Composed 1793; 17 minutes
On January 19, 1794, Haydn left Esterháza on his second journey to England, with new music in hand—several symphonies and six string quartets that became Opp. 71 and 74. He was returning to London at the urging of the violinist-impresario Johann Peter Salomon, a Bonn-born virtuoso who had made London his base. Salomon introduced Haydn to a public concert culture—not courtly or salon music-making—with expert players and audiences eager to pay for novelty. Although dedicated to Haydn’s patron Count von Apponyi, the quartets reflect Salomon’s influence throughout. His virtuoso violin technique shapes the music so clearly that the works are often spoken of as the ‘Salomon’ quartets in English-speaking countries and the ‘Apponyi’ quartets in German-speaking ones.

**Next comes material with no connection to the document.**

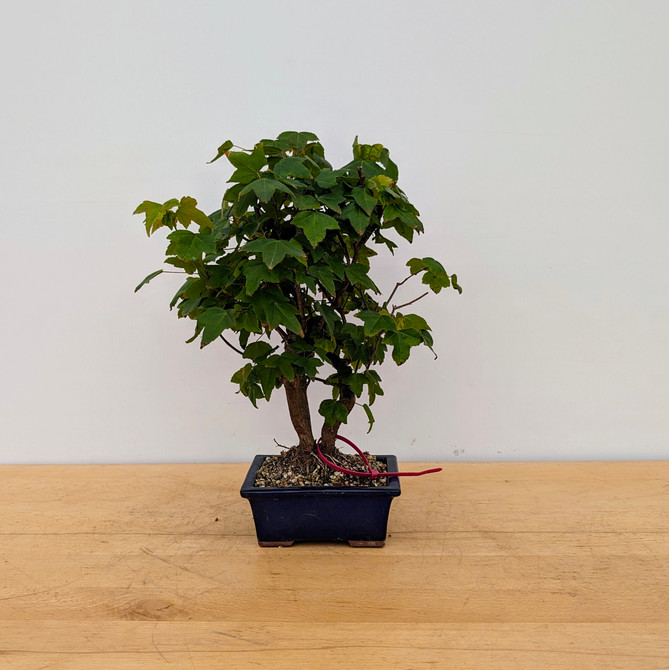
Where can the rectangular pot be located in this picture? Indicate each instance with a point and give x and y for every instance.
(354, 514)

The D-major Quartet, Op. 71 No. 2 is the most brilliant of the set. Broad in scale and extrovert in tone, it opens with two emphatic forte chords—a blunt signal to London audiences to stop chattering and listen! The Allegro is built from octave leaps, combining good humor with technical flair. The slow movement unfolds as a lyrical violin aria. “Salomon plays quartets with more feeling and imagination, more taste, expression and variety than we ever heard them played,” wrote a London newspaper. An octave-driven Minuet and an elegant finale bring this superbly crafted quartet to a confident close.